We spend the morning driving though the stunning Vosges forest of Alsace-Lorraine. They’re very reminiscent of Scandinavia’s tall growth forests full of beech, larch and spruce. There are places I feel most at peace. Over numerous travels, I’ve whittled it down to a short list: forests, mountains (despite my terror of narrow winding roads) and by water, especially fresh water. Basically being on top of a mountain, surrounded by forest near a running stream is my idea of bliss.
These forests are allegedly full of creatures. There are inumerable signs for deer and lots of wild boar decorations in the villages we pass, but our only sighting is a tiny wee dot of a fawn, hiding in plain view at the edge of a forest. Much happiness at spotting her, despite Chris refusing to stop so that I could adopt her and offer her a bottle of milk. Selfish.

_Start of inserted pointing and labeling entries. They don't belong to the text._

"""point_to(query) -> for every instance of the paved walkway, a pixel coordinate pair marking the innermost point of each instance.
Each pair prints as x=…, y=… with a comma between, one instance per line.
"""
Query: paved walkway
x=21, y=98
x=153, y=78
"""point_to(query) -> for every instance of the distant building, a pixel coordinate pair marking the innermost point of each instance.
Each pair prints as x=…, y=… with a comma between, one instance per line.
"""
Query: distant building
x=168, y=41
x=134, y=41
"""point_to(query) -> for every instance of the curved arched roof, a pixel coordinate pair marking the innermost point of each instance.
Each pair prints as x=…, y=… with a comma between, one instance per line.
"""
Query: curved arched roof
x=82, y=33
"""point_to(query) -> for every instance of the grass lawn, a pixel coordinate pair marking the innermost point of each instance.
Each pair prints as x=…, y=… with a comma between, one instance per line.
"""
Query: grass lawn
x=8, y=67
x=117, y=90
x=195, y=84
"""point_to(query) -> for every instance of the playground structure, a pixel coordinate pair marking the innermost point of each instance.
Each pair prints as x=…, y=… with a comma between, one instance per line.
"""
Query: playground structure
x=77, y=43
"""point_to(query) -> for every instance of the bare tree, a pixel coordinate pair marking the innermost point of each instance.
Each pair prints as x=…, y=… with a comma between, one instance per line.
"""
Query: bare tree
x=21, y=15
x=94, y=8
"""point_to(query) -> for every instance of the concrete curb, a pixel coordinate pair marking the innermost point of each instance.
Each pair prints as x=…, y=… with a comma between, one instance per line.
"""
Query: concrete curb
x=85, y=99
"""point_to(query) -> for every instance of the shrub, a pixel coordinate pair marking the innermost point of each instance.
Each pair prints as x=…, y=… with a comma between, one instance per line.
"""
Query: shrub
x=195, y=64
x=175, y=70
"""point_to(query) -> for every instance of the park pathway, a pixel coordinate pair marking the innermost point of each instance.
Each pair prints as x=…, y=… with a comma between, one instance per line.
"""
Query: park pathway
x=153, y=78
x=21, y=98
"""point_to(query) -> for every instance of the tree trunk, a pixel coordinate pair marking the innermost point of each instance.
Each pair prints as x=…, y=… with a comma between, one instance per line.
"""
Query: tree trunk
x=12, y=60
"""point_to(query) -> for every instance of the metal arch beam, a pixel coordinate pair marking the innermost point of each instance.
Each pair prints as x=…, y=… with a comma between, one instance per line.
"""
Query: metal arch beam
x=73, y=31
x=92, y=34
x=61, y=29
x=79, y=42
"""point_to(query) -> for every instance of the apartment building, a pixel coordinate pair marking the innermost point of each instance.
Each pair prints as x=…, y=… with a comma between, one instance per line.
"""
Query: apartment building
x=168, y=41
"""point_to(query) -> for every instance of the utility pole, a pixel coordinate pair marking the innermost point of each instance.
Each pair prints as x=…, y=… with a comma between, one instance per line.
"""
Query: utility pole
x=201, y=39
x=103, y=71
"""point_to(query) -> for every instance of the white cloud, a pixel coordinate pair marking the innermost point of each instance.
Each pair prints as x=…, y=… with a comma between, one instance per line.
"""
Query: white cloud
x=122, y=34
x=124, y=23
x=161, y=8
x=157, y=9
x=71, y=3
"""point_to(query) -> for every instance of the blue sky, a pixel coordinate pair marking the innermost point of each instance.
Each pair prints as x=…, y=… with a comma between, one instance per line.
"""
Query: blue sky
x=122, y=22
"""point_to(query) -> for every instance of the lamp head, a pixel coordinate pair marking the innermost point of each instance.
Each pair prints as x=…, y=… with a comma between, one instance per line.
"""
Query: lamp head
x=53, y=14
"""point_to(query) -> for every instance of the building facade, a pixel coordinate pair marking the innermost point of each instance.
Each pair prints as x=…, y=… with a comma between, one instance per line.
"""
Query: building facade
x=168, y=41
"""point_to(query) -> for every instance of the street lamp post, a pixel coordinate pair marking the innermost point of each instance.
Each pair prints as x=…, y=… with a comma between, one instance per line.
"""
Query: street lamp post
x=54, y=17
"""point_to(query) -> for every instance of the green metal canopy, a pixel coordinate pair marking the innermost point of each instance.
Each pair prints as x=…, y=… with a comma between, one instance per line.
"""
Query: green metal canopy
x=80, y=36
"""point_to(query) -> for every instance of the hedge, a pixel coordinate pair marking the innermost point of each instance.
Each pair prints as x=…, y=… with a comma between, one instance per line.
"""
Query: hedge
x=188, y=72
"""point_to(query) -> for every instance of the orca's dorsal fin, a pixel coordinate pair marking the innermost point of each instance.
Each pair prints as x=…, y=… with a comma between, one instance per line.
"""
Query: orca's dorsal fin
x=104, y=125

By mid afternoon we arrive in Saint Quirin, a place of pilgrimage, known for its waters of healing properties.
Especially for skin conditions – that’s very specific, isn’t it? The water comes from this stream that runs straight through the village.
It has of course another fabulous church,
and another, more ancient, on high but I couldn’t talk Chris into hiking up. Sitting outside, contemplating his future is this young man,
but despite happily accepting an ear scratch, he looks despondent about his life’s choices.
The town is prettily decorated with recycled art works and proudly notes that it’s completely pesticide free.
Going one step further, there are bug hotels set up, both large
– these are very popular in France, acknowledging the good works our buggy friends do for the environment. It’s really interesting to the difference these small changes make – the village is full of life. In the short walk though, we see half a dozen varieties of butterflies, many types of bees, a hummingbird moth (sadly too fast to photograph) and even an enormous hornet.
We stay nearby, on the lake. I shimmy up the mountain, into the forest,
in the hope of seeing wildlife, but only encounter these fat beetles, holding a conference on the best way to preserve fallen fruit.
I have more luck by the lake, where I see not one, not two, or three, but four silver fish leap out of the water.
Later at night, the sky is awe inspiring. Mars hangs low in the sky, a dull red orb, the stars are infinite against an inky night. The Milky Way is faintly visible too. Stillness reigns, the only movement being orbiting satellites.